RealVVT: Towards Photorealistic Video Virtual Try-on via Spatio-Temporal Consistency
Siqi Li, Zhengkai Jiang, Jiawei Zhou, Zhihong Liu, Xiaowei Chi, Haoqian Wang
TL;DR
RealVVT addresses the persistent challenge of photorealistic, temporally-coherent video virtual try-on by building on Stable Video Diffusion with a dual U‑Net architecture. It introduces three key contributions: Agnostic Mask-Guided Attention Loss to ensure accurate intra-frame garment fitting, Clothing & Temporal Consistency Attention to stabilize garment appearance across frames, and Pose-guided Long VVT to extend generation to long sequences via keyframe-based interpolation guided by DensePose. The approach delivers state-of-the-art performance on both image- and video-based VTO benchmarks (e.g., VVT, ViViD, VITON-HD, DressCode), with robust preservation of garment shape, texture, and color under diverse poses and viewpoints.
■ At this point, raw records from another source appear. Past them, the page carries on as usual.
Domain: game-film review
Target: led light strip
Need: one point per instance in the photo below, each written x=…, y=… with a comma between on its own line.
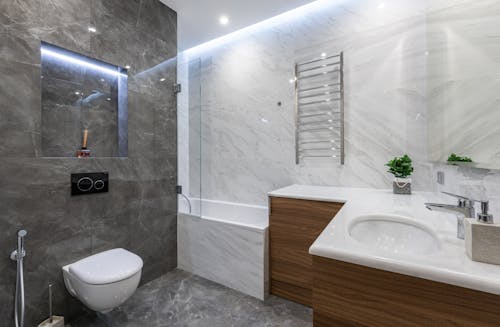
x=73, y=60
x=286, y=17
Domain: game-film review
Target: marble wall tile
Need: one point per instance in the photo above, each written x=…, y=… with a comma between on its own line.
x=138, y=212
x=248, y=141
x=20, y=114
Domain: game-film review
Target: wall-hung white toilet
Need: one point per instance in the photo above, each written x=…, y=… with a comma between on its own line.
x=104, y=280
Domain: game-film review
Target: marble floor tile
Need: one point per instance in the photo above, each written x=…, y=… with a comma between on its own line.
x=183, y=299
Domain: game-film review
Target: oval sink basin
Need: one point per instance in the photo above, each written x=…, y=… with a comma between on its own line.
x=393, y=233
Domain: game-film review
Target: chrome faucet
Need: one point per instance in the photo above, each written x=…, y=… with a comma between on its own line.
x=464, y=209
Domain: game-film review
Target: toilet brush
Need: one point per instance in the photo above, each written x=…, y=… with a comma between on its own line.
x=52, y=321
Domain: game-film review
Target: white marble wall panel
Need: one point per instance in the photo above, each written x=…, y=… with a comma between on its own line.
x=225, y=253
x=464, y=69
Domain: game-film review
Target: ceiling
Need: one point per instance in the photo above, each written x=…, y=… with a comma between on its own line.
x=198, y=20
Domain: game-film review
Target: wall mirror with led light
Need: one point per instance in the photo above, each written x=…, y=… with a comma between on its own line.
x=84, y=105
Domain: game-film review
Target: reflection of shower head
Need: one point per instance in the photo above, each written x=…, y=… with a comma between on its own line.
x=94, y=96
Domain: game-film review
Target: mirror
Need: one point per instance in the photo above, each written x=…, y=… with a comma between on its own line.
x=463, y=83
x=84, y=106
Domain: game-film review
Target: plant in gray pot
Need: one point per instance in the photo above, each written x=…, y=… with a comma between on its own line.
x=402, y=169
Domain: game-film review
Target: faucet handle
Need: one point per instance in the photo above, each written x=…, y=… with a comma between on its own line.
x=484, y=216
x=461, y=199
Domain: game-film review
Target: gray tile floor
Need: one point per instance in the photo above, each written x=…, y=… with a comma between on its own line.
x=182, y=299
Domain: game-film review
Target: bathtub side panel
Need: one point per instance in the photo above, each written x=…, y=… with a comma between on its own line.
x=224, y=253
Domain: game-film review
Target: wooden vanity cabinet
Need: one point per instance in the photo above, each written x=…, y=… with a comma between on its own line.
x=349, y=295
x=293, y=226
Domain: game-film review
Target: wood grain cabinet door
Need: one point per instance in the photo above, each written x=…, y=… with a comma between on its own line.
x=293, y=226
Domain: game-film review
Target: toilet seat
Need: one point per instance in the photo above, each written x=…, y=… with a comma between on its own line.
x=105, y=280
x=106, y=267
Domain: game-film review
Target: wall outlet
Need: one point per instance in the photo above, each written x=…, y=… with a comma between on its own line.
x=440, y=177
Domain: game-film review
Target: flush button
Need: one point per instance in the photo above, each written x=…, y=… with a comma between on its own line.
x=85, y=184
x=99, y=184
x=89, y=183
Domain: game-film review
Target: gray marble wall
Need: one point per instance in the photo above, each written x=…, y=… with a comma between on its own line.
x=139, y=212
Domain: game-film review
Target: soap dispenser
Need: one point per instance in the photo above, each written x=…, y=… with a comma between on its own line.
x=482, y=237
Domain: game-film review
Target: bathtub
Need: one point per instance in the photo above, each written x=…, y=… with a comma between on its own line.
x=227, y=244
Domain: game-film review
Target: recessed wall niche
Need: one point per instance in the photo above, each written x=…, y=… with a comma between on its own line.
x=84, y=105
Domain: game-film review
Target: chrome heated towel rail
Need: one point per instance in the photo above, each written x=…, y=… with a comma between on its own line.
x=319, y=108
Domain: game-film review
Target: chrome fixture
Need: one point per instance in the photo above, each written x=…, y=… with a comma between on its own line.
x=319, y=108
x=18, y=256
x=485, y=217
x=464, y=209
x=178, y=189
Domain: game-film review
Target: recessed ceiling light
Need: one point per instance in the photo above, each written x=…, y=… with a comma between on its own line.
x=224, y=20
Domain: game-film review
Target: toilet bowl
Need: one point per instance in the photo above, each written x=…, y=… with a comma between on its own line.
x=104, y=280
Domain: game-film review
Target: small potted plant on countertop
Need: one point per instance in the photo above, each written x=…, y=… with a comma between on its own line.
x=402, y=169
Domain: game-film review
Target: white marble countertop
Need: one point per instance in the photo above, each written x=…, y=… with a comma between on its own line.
x=449, y=264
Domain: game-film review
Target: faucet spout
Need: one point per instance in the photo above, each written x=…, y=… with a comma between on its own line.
x=464, y=209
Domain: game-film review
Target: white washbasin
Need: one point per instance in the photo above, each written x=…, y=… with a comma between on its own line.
x=394, y=233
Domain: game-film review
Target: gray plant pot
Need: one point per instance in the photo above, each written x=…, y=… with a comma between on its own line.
x=401, y=186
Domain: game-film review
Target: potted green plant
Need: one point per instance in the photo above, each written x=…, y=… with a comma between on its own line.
x=402, y=169
x=455, y=159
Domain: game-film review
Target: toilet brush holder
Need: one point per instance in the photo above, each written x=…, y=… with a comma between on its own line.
x=52, y=321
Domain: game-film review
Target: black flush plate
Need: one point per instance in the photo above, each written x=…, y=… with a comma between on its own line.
x=88, y=183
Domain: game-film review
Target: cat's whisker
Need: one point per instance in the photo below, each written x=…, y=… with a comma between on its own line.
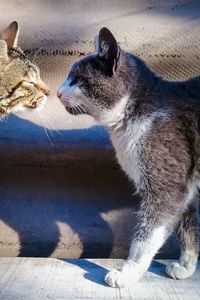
x=46, y=132
x=48, y=125
x=49, y=122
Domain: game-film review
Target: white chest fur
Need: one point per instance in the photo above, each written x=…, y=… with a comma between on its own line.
x=127, y=144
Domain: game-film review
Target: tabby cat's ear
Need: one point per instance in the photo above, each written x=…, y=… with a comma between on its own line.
x=10, y=35
x=108, y=48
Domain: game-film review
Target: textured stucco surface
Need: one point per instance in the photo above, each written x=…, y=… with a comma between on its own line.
x=68, y=197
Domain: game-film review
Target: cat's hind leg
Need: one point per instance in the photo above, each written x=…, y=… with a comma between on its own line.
x=187, y=232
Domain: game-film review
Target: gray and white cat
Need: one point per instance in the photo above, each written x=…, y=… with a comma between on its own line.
x=154, y=126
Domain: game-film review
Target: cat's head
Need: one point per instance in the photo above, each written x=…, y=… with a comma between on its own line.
x=20, y=84
x=97, y=83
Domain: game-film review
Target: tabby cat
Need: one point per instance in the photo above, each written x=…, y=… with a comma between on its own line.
x=20, y=84
x=154, y=126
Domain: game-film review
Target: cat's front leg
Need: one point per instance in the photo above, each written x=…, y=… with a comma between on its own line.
x=151, y=231
x=141, y=254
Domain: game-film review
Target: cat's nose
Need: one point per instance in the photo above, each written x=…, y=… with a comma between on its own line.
x=59, y=94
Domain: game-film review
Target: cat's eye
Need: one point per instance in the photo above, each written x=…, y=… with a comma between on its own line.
x=73, y=82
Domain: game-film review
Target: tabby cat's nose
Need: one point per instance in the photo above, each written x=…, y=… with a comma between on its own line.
x=59, y=94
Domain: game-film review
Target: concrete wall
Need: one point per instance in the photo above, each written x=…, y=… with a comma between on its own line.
x=67, y=197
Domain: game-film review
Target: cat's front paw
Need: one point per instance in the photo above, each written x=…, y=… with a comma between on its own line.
x=176, y=271
x=115, y=278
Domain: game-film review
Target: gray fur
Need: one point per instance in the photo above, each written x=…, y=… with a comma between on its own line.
x=154, y=125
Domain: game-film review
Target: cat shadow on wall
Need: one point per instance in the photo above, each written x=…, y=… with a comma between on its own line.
x=47, y=205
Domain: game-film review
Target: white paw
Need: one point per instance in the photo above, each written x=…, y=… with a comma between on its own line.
x=115, y=278
x=176, y=271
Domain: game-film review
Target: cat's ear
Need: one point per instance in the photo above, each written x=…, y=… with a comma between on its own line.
x=108, y=47
x=10, y=35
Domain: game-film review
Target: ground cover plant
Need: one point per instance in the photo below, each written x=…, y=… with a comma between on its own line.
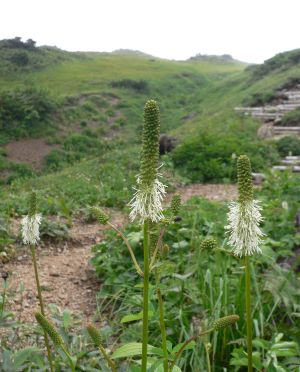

This work advances practical VTO for fashion e-commerce and virtual fitting by achieving high fidelity and stable garment dynamics in dynamic video contexts, while discussing dataset limitations and future directions for high-quality video VTO data.
Abstract
Virtual try-on has emerged as a pivotal task at the intersection of computer vision and fashion, aimed at digitally simulating how clothing items fit on the human body. Despite notable progress in single-image virtual try-on (VTO), current methodologies often struggle to preserve a consistent and authentic appearance of clothing across extended video sequences. This challenge arises from the complexities of capturing dynamic human pose and maintaining target clothing characteristics. We leverage pre-existing video foundation models to introduce RealVVT, a photoRealistic Video Virtual Try-on framework tailored to bolster stability and realism within dynamic video contexts. Our methodology encompasses a Clothing & Temporal Consistency strategy, an Agnostic-guided Attention Focus Loss mechanism to ensure spatial consistency, and a Pose-guided Long Video VTO technique adept at handling extended video sequences.Extensive experiments across various datasets confirms that our approach outperforms existing state-of-the-art models in both single-image and video VTO tasks, offering a viable solution for practical applications within the realms of fashion e-commerce and virtual fitting environments.